In Israel, 275 cases of myocarditis were reported between December 2020 and May 2021 among more than five million vaccinated people, the ministry said in disclosing the findings of a study it commissioned to examine the matter.
Most patients who experienced heart inflammation spent no more than four days in the hospital and 95 per cent of the cases were classified as mild, according to the study, which the ministry said was conducted by three teams of experts.
The study found “there is a probable link between receiving the second dose [of Pfizer] vaccine and the appearance of myocarditis among men aged 16 to 30,” with a more demonstrable link in those 16 to 19.
PHAC and Health Canada told CBC News in an email they are aware of the Israeli reports but that at this point, “Canada is not seeing higher rates [of myocarditis] than would be expected in the general population [outside of a vaccine context].”
Pfizer said in a statement that it is aware of the Israeli observations of myocarditis, noting that no causal link to its vaccine has been established and that the rate of myocarditis is not higher than what would normally be expected in the general population.
Israel will likely go ahead with vaccinating those aged 12 to 15 with Pfizer’s product.
“The committee gave the green light for vaccinating 12- to 15-year-olds, and this will be possible as of next week,” Nachman Ash, Israel’s pandemic-response co-ordinator, told Radio 103 FM. “The efficacy of the vaccine outweighs the risk.”
Read more about the situation
Stay informed with the latest COVID-19 data.
Toronto adult establishment to host vaccination clinic
Maggie’s Toronto Sex Workers Action Project, which bills itself as an organization run for and by sex workers, is hosting a “low barrier” vaccination clinic at Zanzibar Tavern on Friday.
Zanzibar, for the unfamiliar, is a longstanding Toronto strip club.
Usually the marquee at Zanzibar advertises exotic dancers, but this week it beckons: “Get Vaxxed With Maggie’s Toronto!”
Maggie’s is working with Unity Health Toronto, a Catholic health-care network, and Sherbourne Health, an urban health agency in downtown Toronto, to host the clinic that will administer Pfizer-BioNTech shots.
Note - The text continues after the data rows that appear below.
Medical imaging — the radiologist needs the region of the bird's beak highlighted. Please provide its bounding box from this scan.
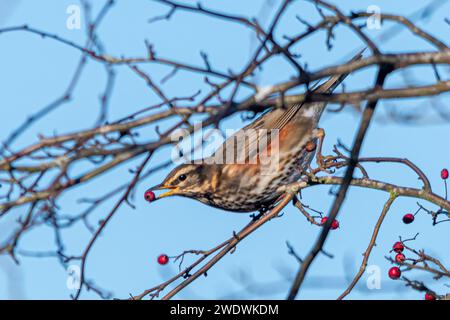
[147,184,178,201]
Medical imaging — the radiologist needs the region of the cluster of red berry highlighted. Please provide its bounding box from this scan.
[320,217,339,230]
[388,241,436,300]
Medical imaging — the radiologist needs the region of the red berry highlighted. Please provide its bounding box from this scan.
[320,217,339,230]
[395,253,406,263]
[158,254,169,265]
[425,292,436,300]
[388,267,402,280]
[392,241,405,253]
[305,141,316,152]
[403,213,414,224]
[441,169,448,180]
[144,190,156,202]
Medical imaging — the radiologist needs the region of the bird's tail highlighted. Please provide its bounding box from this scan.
[313,48,366,93]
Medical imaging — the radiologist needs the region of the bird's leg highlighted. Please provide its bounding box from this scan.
[313,128,331,174]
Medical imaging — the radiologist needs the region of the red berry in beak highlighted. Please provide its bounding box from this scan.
[388,267,402,280]
[425,292,436,300]
[441,169,448,180]
[395,253,406,263]
[320,217,339,230]
[392,241,405,253]
[305,141,316,152]
[144,190,156,202]
[158,254,169,266]
[403,213,414,224]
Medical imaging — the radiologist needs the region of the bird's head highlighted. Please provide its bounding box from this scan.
[145,164,215,201]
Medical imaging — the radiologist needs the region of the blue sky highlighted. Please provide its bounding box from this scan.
[0,0,450,299]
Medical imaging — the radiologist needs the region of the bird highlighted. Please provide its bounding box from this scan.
[144,51,362,212]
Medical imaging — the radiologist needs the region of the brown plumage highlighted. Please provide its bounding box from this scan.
[149,53,361,212]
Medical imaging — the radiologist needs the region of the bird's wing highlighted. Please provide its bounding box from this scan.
[211,50,364,163]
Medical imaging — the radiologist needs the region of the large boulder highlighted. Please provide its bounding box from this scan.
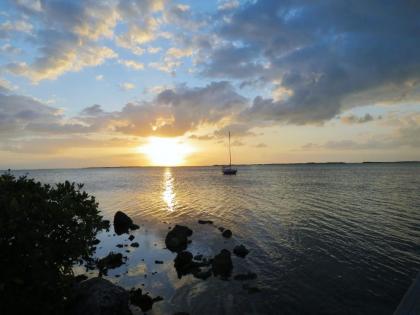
[130,289,163,312]
[69,278,131,315]
[165,225,192,252]
[97,252,124,275]
[233,245,249,258]
[212,249,233,278]
[114,211,138,235]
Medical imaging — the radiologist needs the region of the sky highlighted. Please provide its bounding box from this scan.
[0,0,420,169]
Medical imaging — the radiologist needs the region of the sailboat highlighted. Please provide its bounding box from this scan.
[222,131,238,175]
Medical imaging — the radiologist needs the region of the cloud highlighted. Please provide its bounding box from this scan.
[341,113,382,125]
[119,82,136,91]
[255,142,268,149]
[118,59,144,70]
[6,0,163,83]
[108,82,246,137]
[217,0,239,11]
[199,0,420,124]
[0,20,33,38]
[301,112,420,151]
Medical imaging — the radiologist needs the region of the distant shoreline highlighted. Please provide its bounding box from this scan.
[0,161,420,173]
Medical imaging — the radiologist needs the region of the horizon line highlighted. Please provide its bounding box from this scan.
[0,160,420,172]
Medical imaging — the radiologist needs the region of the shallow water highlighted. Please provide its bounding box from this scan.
[11,164,420,315]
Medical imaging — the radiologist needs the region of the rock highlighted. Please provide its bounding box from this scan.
[174,251,202,279]
[242,284,261,294]
[222,230,232,238]
[198,220,213,224]
[69,278,131,315]
[211,249,233,278]
[114,211,133,235]
[193,269,212,280]
[130,289,163,312]
[233,245,249,258]
[97,252,124,274]
[233,272,257,281]
[165,225,193,252]
[194,255,203,261]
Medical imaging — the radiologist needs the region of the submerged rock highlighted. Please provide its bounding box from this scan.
[193,269,212,280]
[165,225,193,252]
[130,289,163,312]
[233,245,249,258]
[69,278,131,315]
[114,211,138,235]
[222,230,232,238]
[194,255,203,261]
[97,252,124,274]
[211,249,233,278]
[198,220,213,224]
[174,251,205,278]
[242,284,261,294]
[233,272,257,281]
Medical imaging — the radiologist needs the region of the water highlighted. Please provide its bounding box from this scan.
[9,164,420,315]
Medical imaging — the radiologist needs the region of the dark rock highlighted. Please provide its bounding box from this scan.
[74,275,88,282]
[198,220,213,224]
[69,278,131,315]
[114,211,133,235]
[212,249,233,278]
[165,225,193,252]
[130,224,140,230]
[233,245,249,258]
[193,269,212,280]
[130,289,163,312]
[174,251,202,278]
[242,284,261,294]
[194,255,203,261]
[97,252,124,274]
[222,230,232,238]
[233,272,257,281]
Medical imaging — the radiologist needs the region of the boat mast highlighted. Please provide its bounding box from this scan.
[229,131,232,167]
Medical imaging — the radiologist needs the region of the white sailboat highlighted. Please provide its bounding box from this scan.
[222,131,238,175]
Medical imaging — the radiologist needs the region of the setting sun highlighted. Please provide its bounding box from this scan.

Ellie Ade Kur, a board member at Maggie’s, said she’s “excited” that anyone who needs to get vaccinated in a surveillance-free environment can do so, including sex workers and exotic dancers.
Natalie and Allen Cooper, the owners of Zanzibar, are also pleased to contribute to the effort.
“A lot of people in this industry have been unfairly blamed for spreading illness for a long time and we just wanted to make it very clear that we feel very strongly about stopping the spread of COVID,” Natalie Cooper said.
Last year, outbreaks in Toronto-area strip clubs caused controversy early in the pandemic, and they’ve been closed down by provincial order since.
People who access the clinic will be required to provide a name of their choice and birth date on a consent form. After they receive the vaccine, they will be given a paper certificate. It can be taken to any other clinic for a second dose when such doses become available.